In January, The Data Times released an early poll tracker of Virginia’s upcoming Gubernatorial election. A few months later, we temporarily shut it down due to the lack of polls being conducted at the time. Now that the race is starting to pick up, we are launching a new version of the model, which includes county projections and simulations of the election. This is our most complex plurality-vote model yet, and we intend to update it regularly alongside our Trump Approval Tracker.
Vote Share Projections
The statewide vote share projections are calculated similarly to our other models, using a weighted average of polls that takes into account recency, sample size, and pollster quality. Just as we’ve done with the introduction of any of our previous models, we’ve made small changes to how some of these variables are calculated. The Recency Score, which typically relies on an adjusted cubic equation, now also uses an exponential and linear equation (with the cubic one holding more weight). These equations are combined to form a more contextualized picture for any given time frame of polls, as some weeks will have many high-quality polls while others won’t.
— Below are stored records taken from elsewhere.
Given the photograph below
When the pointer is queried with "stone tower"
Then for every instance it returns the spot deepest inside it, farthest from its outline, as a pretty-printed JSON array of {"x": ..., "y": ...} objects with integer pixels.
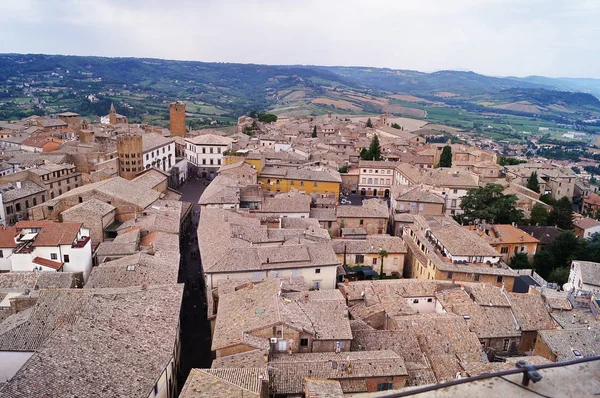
[
  {"x": 177, "y": 118},
  {"x": 383, "y": 119},
  {"x": 112, "y": 115},
  {"x": 129, "y": 148}
]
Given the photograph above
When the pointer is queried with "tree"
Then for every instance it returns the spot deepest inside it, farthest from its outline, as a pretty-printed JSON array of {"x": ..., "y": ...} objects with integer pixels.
[
  {"x": 267, "y": 118},
  {"x": 446, "y": 157},
  {"x": 382, "y": 254},
  {"x": 559, "y": 275},
  {"x": 548, "y": 199},
  {"x": 532, "y": 182},
  {"x": 561, "y": 214},
  {"x": 489, "y": 203},
  {"x": 374, "y": 151},
  {"x": 539, "y": 215},
  {"x": 364, "y": 154},
  {"x": 519, "y": 261}
]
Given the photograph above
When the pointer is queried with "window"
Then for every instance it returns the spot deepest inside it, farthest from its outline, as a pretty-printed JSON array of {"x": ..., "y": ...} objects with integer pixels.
[{"x": 384, "y": 386}]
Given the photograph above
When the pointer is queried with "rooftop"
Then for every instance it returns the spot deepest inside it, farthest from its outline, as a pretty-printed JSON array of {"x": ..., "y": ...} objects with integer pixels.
[
  {"x": 224, "y": 383},
  {"x": 287, "y": 373},
  {"x": 111, "y": 342}
]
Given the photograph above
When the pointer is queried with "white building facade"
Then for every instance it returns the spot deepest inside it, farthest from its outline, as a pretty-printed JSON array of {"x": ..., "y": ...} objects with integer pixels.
[{"x": 204, "y": 153}]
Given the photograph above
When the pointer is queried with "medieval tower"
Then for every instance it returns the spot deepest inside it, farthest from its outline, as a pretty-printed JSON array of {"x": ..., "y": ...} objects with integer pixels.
[
  {"x": 177, "y": 118},
  {"x": 129, "y": 148}
]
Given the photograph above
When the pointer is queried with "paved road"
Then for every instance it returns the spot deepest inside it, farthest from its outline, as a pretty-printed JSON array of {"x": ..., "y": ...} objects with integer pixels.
[{"x": 195, "y": 329}]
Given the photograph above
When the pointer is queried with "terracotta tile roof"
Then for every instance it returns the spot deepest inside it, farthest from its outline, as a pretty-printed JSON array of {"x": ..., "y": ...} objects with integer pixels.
[
  {"x": 48, "y": 263},
  {"x": 590, "y": 272},
  {"x": 224, "y": 383},
  {"x": 52, "y": 233},
  {"x": 585, "y": 223},
  {"x": 287, "y": 373},
  {"x": 531, "y": 313},
  {"x": 111, "y": 342},
  {"x": 372, "y": 245},
  {"x": 260, "y": 306},
  {"x": 321, "y": 388},
  {"x": 7, "y": 236},
  {"x": 503, "y": 233},
  {"x": 563, "y": 343},
  {"x": 592, "y": 199}
]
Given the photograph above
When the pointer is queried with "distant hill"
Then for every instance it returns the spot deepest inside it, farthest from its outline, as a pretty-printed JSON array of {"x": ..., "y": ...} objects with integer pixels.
[{"x": 141, "y": 88}]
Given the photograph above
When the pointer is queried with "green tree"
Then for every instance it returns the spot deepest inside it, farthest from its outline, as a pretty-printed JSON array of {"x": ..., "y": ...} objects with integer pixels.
[
  {"x": 563, "y": 249},
  {"x": 561, "y": 214},
  {"x": 559, "y": 275},
  {"x": 543, "y": 263},
  {"x": 267, "y": 118},
  {"x": 374, "y": 152},
  {"x": 532, "y": 182},
  {"x": 446, "y": 157},
  {"x": 382, "y": 254},
  {"x": 489, "y": 203},
  {"x": 364, "y": 154},
  {"x": 519, "y": 261},
  {"x": 539, "y": 215}
]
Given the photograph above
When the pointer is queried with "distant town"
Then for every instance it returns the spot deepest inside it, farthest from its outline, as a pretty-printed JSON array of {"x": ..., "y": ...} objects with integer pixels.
[{"x": 312, "y": 256}]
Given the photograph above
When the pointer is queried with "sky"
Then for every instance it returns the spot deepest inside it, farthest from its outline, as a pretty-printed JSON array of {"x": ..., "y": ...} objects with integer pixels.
[{"x": 551, "y": 38}]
Additionally, we’ve added four new polling firms to our pollster database. This includes SoCal Strategies, Roanoke College, Christopher Newport University, and Virginia Commonwealth University. Furthermore, the Sample Score has also been adjusted to the polling standard of Virginia, with mid-range polls usually having a sample size of 800. After these scores have been calculated, a final score for the survey is created based on each of these metrics. The Recency Score is the single most influential variable, followed by the Poll Score and finally the Sample Score.
County Projections
For our county projections, we apply a proportional swing from the 2021 election results to each jurisdiction. This is then automatically checked to see if the favored candidate (currently Abigail Spanberger) has been forecasted to receive greater levels of support than their party has in recent years.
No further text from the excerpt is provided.